The Outsourcing Debate Continues

The Economist has an article on outsourcing and the OECD has its global employment outlook (links from New Economist). Mckinsey has its consultants reports, and on-and-on the debate rumbles. I think the jury is still out on whether high value jobs will move off-shore in sufficient quantities to change the employment profile in OECD societies (and hence the net worth of those societies). I tend to be more with Samuelson than Bhagwati on the mid term picture. Of course the issue, as with so many questions in economics the issue turns on timing.

So while the jury remains out, all we are left with is anecdotal evidence, which is why a couple of articles in today's NYT caught my eye:

In the last three years, profits at the seven largest companies in Silicon Valley by market value have increased by an average of more than 500 percent while Santa Clara County employment has declined to 767,600, from 787,200. During the previous economic recovery, between 1995 and 1997, the county, which is the heart of Silicon Valley, added more than 82,800 jobs.

Changes in technology and business strategy are raising fundamental questions about the future of the valley, the nation's high technology heartland. In part, the change is driven by the very automation that Silicon Valley has largely made possible, allowing companies to create more value with fewer workers.

Some economists are wondering if a larger transformation is at work - accelerating a trend in which the region's big employers keep a brain trust of creative people and engineers here but hire workers for lower-level tasks elsewhere.

"What has changed is that Silicon Valley has continued to move up the value chain," said AnnaLee Saxenian, dean of the School of Information Management and Systems and professor of city and regional planning at the University of California, Berkeley.

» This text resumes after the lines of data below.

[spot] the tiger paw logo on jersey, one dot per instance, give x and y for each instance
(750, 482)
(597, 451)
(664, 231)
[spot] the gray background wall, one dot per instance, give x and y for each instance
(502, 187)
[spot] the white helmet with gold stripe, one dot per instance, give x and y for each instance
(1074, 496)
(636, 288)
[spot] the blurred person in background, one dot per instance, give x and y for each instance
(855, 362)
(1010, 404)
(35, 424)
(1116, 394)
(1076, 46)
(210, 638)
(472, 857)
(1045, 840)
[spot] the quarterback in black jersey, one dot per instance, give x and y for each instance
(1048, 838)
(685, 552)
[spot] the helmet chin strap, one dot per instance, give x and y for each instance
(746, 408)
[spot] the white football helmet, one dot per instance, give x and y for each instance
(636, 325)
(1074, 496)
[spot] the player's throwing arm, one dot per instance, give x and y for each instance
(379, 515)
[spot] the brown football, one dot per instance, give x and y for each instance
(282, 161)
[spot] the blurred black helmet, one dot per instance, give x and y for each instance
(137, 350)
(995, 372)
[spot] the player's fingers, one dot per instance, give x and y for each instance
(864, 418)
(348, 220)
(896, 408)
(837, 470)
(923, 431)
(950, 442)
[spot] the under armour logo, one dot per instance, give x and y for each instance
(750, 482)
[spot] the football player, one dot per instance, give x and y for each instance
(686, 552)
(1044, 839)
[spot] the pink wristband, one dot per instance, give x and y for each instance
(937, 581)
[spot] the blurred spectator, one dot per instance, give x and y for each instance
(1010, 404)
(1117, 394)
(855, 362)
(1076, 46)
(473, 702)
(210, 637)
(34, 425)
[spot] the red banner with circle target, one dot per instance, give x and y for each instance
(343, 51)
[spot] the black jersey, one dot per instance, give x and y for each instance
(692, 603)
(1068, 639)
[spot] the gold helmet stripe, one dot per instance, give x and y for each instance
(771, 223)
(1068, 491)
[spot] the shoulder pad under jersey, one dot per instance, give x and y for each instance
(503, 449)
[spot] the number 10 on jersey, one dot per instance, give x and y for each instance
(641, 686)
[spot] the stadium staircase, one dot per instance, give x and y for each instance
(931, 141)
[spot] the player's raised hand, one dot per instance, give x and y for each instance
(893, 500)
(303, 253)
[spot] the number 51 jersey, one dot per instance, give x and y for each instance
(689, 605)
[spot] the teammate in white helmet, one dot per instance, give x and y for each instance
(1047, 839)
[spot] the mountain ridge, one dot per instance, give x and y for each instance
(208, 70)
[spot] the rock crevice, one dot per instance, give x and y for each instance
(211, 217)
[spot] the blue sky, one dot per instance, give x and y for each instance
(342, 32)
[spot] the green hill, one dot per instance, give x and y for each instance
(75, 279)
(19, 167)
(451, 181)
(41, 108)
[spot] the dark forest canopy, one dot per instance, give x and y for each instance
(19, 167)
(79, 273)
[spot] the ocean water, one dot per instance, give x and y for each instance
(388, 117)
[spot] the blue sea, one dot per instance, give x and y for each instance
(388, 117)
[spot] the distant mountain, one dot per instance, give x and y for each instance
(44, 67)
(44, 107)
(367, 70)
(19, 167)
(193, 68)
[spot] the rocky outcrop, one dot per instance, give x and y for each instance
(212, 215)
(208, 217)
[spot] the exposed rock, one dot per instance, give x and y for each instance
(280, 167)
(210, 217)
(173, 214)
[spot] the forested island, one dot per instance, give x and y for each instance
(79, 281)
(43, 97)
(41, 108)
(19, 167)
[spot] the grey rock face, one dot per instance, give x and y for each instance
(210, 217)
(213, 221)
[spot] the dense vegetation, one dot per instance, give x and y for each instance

This last point, about moving up the value chain, is significant and revealing. OECD economies need to have a bigger percentage of 'up the value chain' activities in their employment profile if they are to maintain their 'relative worth'. But these activities need to create increasing employment in terms of absolute numbers. This is what it seems isn't happening in Silicon Valley. Long term having increasing numbers of realtors won't be the same thing.